Overwintering Capacity of Plant - A change in the ability of the plant to withstand freezing temperatures might indicate a new characteristic that could change the ragne of wild populations. Changes in overwintering capacity could be measured by leaving representative transgenic and non-transgenic plants in the field during the fall and comparing survival following periods of freezing weather. Final observations could be made in the spring.

Vegetative Vigor - Any of various measurements could might be employed which would indicate accumulation of biomass.

Flowering Period/ Days to First Flowering - Changes in blooming period could be assessed by measuring days to 50% bloom (i.e. flowers are present on 50% of the plants). Other observations such as days to peak bloom might also be appropriate.

Maturity - Differences in maturation date of the crop might be assessed by comparing the numbers of days after planting at which the first cracked boll is observed*, or days to 50% open bolls* in the transgenic and nontransgenic lines.

Reproductive Potential of the Plant - Are there changes in the number of seeds produced per boll? Has there been an increase in the fruit retention or number of bolls per plant? Has a yield increase correlated with these changes, or have other compensations occurred in the plant's productivity?

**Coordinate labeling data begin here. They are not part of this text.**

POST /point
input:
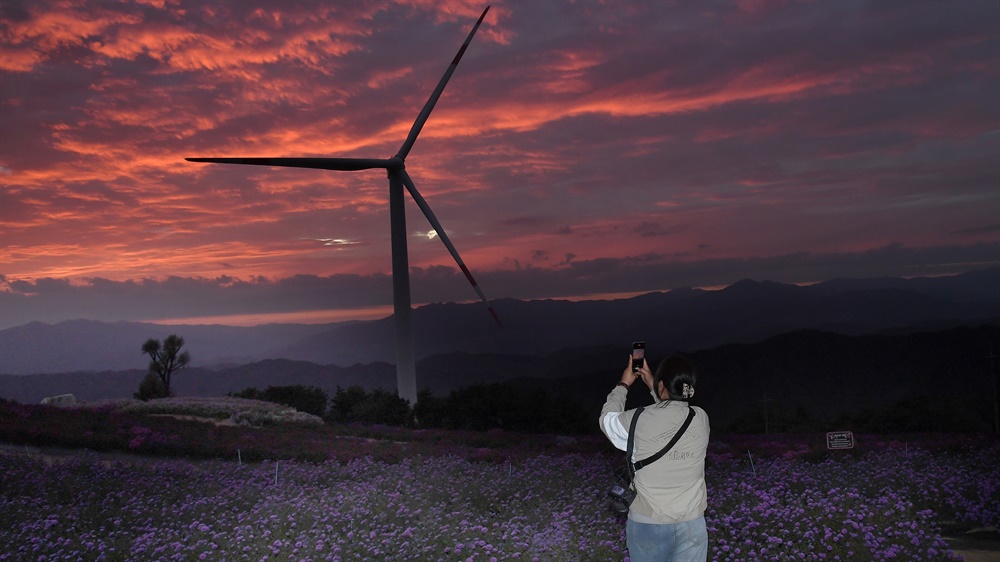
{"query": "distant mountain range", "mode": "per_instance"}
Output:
(830, 348)
(679, 320)
(825, 374)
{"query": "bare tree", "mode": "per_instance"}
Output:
(166, 358)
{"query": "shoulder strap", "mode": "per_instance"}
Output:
(631, 440)
(663, 451)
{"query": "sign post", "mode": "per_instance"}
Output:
(840, 440)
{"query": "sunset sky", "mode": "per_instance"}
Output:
(581, 150)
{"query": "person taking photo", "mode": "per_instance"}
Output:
(666, 520)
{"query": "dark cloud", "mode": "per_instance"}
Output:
(54, 300)
(580, 148)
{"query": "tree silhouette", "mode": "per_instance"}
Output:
(166, 359)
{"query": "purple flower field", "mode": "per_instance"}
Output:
(885, 504)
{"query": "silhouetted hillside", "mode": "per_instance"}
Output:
(805, 379)
(682, 319)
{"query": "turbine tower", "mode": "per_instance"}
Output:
(406, 378)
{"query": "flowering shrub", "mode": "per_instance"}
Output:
(881, 505)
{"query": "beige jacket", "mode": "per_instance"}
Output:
(672, 489)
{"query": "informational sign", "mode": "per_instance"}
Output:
(840, 440)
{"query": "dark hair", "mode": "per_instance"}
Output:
(675, 371)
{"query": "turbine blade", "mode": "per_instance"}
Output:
(426, 111)
(447, 242)
(340, 164)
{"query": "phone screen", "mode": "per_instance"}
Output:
(638, 354)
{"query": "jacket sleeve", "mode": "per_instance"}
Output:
(611, 418)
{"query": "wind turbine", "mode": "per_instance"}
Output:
(406, 378)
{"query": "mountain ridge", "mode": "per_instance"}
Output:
(681, 320)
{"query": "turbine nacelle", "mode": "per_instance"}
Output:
(398, 179)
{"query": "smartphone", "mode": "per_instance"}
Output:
(638, 355)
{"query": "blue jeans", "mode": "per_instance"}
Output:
(668, 542)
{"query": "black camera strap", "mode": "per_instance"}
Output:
(639, 464)
(631, 444)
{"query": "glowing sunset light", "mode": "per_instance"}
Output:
(591, 149)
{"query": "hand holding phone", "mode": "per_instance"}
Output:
(638, 355)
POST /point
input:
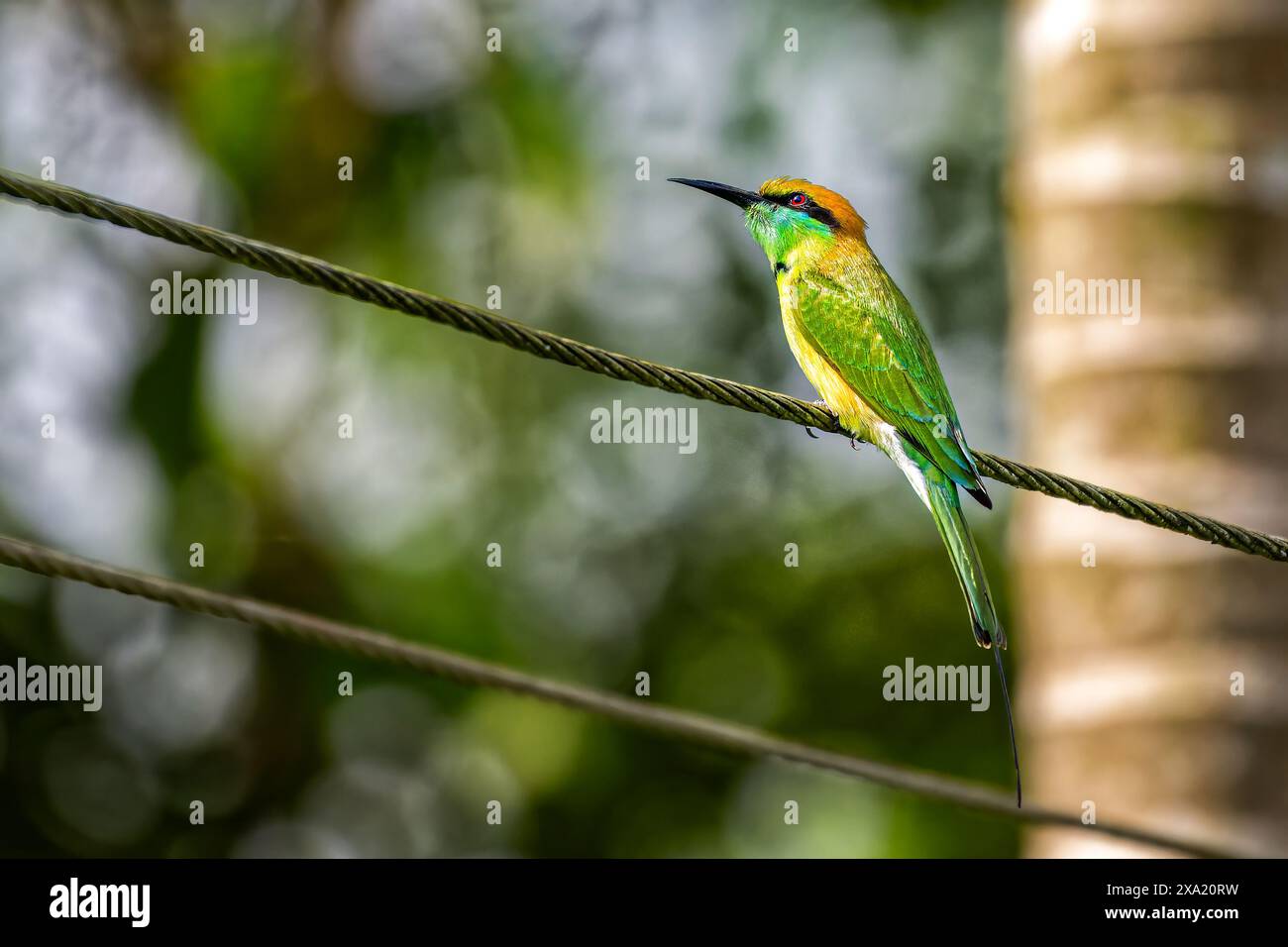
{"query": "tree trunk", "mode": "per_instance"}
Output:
(1127, 166)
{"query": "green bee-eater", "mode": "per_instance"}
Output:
(862, 347)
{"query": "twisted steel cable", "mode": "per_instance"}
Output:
(310, 270)
(679, 724)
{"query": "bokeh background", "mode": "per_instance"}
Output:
(519, 169)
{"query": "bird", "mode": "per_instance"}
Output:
(863, 350)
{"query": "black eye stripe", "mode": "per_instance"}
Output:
(819, 213)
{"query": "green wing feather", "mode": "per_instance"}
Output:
(866, 328)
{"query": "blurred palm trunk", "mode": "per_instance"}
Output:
(1124, 170)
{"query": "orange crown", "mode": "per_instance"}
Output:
(846, 218)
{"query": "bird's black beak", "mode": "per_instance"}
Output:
(734, 195)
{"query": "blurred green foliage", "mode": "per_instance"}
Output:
(518, 170)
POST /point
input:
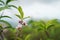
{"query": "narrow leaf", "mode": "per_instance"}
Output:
(21, 11)
(9, 25)
(26, 17)
(18, 16)
(5, 17)
(2, 2)
(12, 6)
(8, 1)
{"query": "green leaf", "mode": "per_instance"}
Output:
(2, 8)
(9, 25)
(18, 16)
(50, 26)
(12, 6)
(2, 2)
(8, 1)
(26, 17)
(28, 37)
(5, 17)
(21, 11)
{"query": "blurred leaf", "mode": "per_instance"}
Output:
(6, 23)
(2, 8)
(18, 16)
(5, 17)
(21, 11)
(2, 2)
(26, 17)
(12, 6)
(28, 37)
(8, 1)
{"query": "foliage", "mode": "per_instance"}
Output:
(21, 14)
(6, 5)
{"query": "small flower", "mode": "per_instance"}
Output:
(20, 22)
(24, 24)
(19, 27)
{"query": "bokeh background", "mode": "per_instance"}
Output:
(36, 9)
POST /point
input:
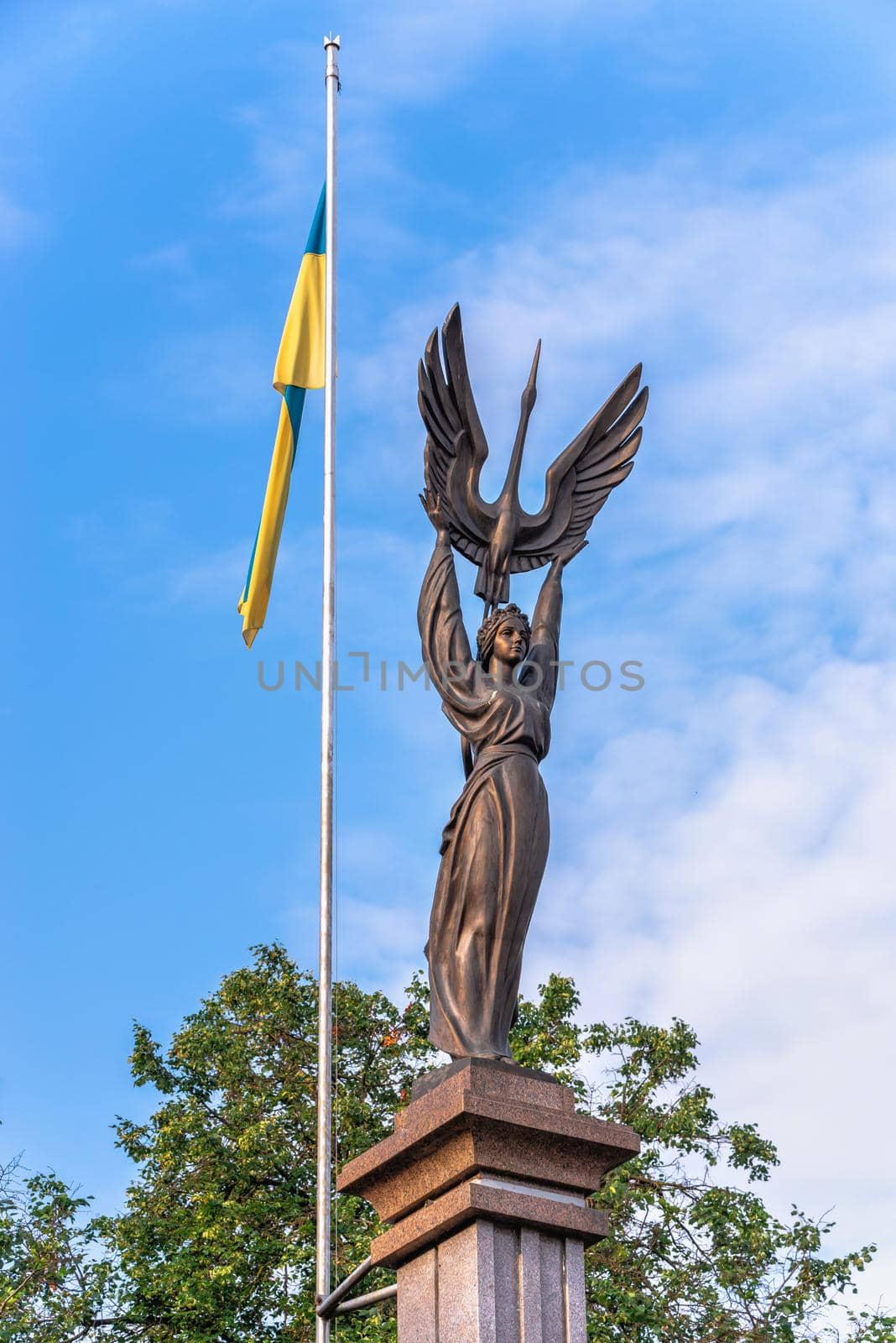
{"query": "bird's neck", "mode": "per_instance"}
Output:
(511, 483)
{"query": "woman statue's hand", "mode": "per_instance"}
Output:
(566, 554)
(432, 508)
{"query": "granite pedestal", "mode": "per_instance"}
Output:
(484, 1185)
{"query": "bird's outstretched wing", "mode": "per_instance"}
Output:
(456, 447)
(582, 477)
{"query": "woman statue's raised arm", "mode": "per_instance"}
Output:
(445, 648)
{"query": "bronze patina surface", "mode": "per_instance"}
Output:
(495, 845)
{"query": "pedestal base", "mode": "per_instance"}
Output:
(486, 1182)
(494, 1284)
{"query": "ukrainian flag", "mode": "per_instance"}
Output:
(300, 366)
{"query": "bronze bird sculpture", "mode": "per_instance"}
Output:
(501, 537)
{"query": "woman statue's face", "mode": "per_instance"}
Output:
(511, 642)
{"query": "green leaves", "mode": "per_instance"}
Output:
(216, 1240)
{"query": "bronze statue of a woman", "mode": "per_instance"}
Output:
(494, 848)
(495, 844)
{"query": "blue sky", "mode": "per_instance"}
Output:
(707, 188)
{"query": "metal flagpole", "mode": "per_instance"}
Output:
(327, 705)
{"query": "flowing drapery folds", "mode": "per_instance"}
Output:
(298, 368)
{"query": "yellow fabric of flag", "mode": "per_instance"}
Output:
(300, 366)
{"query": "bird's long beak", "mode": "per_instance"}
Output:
(526, 405)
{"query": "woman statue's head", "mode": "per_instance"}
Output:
(503, 635)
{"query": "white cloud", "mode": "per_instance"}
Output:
(732, 860)
(737, 870)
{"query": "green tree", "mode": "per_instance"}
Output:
(216, 1240)
(54, 1286)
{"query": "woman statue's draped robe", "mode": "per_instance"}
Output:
(495, 844)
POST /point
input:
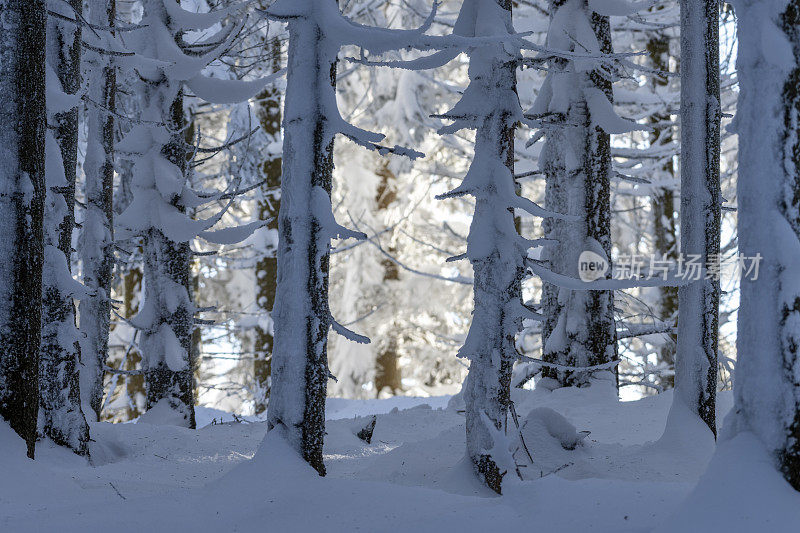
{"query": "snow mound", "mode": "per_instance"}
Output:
(741, 492)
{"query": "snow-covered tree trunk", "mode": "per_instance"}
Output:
(301, 314)
(59, 396)
(167, 341)
(157, 213)
(134, 384)
(306, 225)
(663, 204)
(701, 202)
(23, 122)
(579, 328)
(268, 111)
(767, 386)
(97, 237)
(387, 363)
(494, 247)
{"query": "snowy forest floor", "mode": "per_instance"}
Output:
(412, 477)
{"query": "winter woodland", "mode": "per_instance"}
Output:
(400, 265)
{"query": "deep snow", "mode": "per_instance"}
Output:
(412, 477)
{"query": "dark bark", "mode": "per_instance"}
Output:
(663, 208)
(302, 313)
(169, 261)
(23, 121)
(134, 384)
(387, 364)
(268, 111)
(789, 455)
(59, 395)
(594, 342)
(701, 201)
(98, 254)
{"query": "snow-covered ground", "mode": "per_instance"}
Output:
(412, 477)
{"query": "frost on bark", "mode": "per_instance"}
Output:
(157, 214)
(23, 121)
(301, 313)
(495, 249)
(387, 364)
(767, 387)
(59, 395)
(579, 328)
(268, 111)
(663, 205)
(701, 202)
(167, 340)
(134, 383)
(97, 237)
(306, 225)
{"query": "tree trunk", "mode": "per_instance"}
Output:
(494, 247)
(168, 284)
(387, 365)
(579, 328)
(59, 393)
(134, 384)
(23, 121)
(663, 208)
(302, 314)
(268, 111)
(97, 237)
(767, 387)
(698, 302)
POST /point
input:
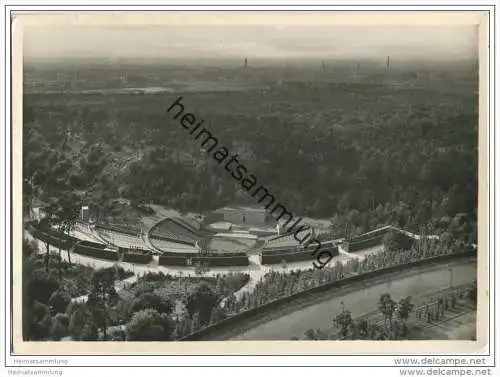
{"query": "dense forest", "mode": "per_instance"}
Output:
(378, 150)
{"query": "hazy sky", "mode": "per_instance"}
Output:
(258, 41)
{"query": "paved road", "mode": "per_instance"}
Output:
(358, 301)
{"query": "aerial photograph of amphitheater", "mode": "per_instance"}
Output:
(135, 230)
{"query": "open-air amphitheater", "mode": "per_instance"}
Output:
(233, 241)
(176, 244)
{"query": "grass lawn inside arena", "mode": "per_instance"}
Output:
(318, 312)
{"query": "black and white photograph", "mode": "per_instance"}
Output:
(249, 177)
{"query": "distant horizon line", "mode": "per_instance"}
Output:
(283, 60)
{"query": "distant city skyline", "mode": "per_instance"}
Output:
(251, 41)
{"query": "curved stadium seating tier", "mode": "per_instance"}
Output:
(125, 240)
(135, 255)
(190, 259)
(176, 230)
(96, 252)
(275, 256)
(355, 245)
(372, 239)
(132, 230)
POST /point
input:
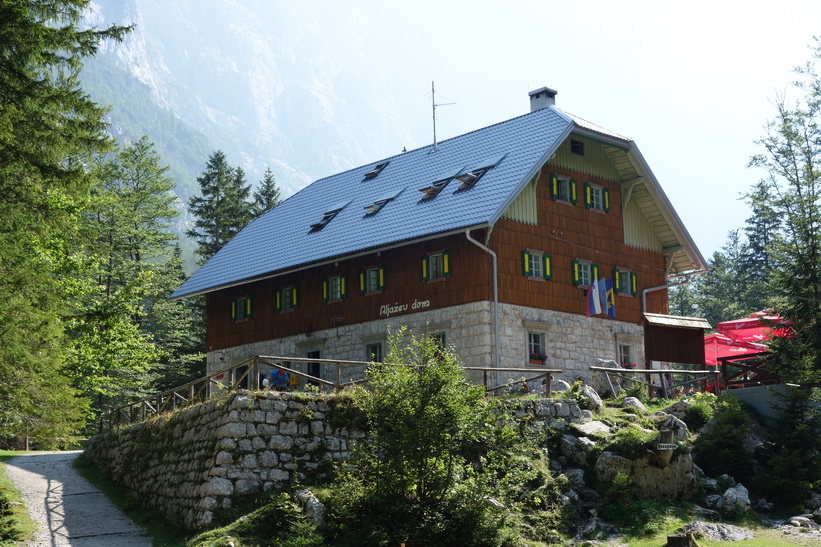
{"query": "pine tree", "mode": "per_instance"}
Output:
(222, 209)
(126, 238)
(48, 130)
(266, 197)
(792, 157)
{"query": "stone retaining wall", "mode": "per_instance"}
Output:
(196, 462)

Plant Quality - The quality of the cotton fiber in terms of length, color, strength, micronaire (fiber diameter), and color grade could be measured to assess unintended changes in plant quality.

While objective, numerical data are most desirable, APHIS recognizes that not all parameters easily lend themselves to these types of measurements. In some cases data may be taken using subjective ratings using a descriptive scale. In other cases, data may be purely observational. What is required in all cases is that the methodologies are described in detail, such that the reader has an accurate understanding of the nature of the data and number of data points which make up a study and on which conclusions are drawn. For example, is the unit on which data is taken a leaf, a plant, a row, or some other unit? describe the total number of observations by describing numbers of replicate samples, rows, replicate blocks, locations, etc.

The above data should be collected on a number of sites sufficient to represent the major growing regions to be targeted by the product. In addition, the sites should be selected in such a way as to ensure exposure to a reasonably wide range of environmental conditions. One way to increase the likelihood that plants are exposed to varied environmental conditions is through multi-year testing. In general, APHIS recommends 6 sites minimum per year in multi-year (at least 2) data packages in which these sites would represent the major producing states in the target area for the product. If data are to be all from a single year, the geographic range should be expanded to include minor growing regions such that more varied environmental conditions are likely to be encountered. In general, a minimum of 12 sites representing both the major producing states and other climatologically varied regions is recommended if all data are from a single year. More sites can provide a better context in which to interpret field data, especially when anomalous data are encountered.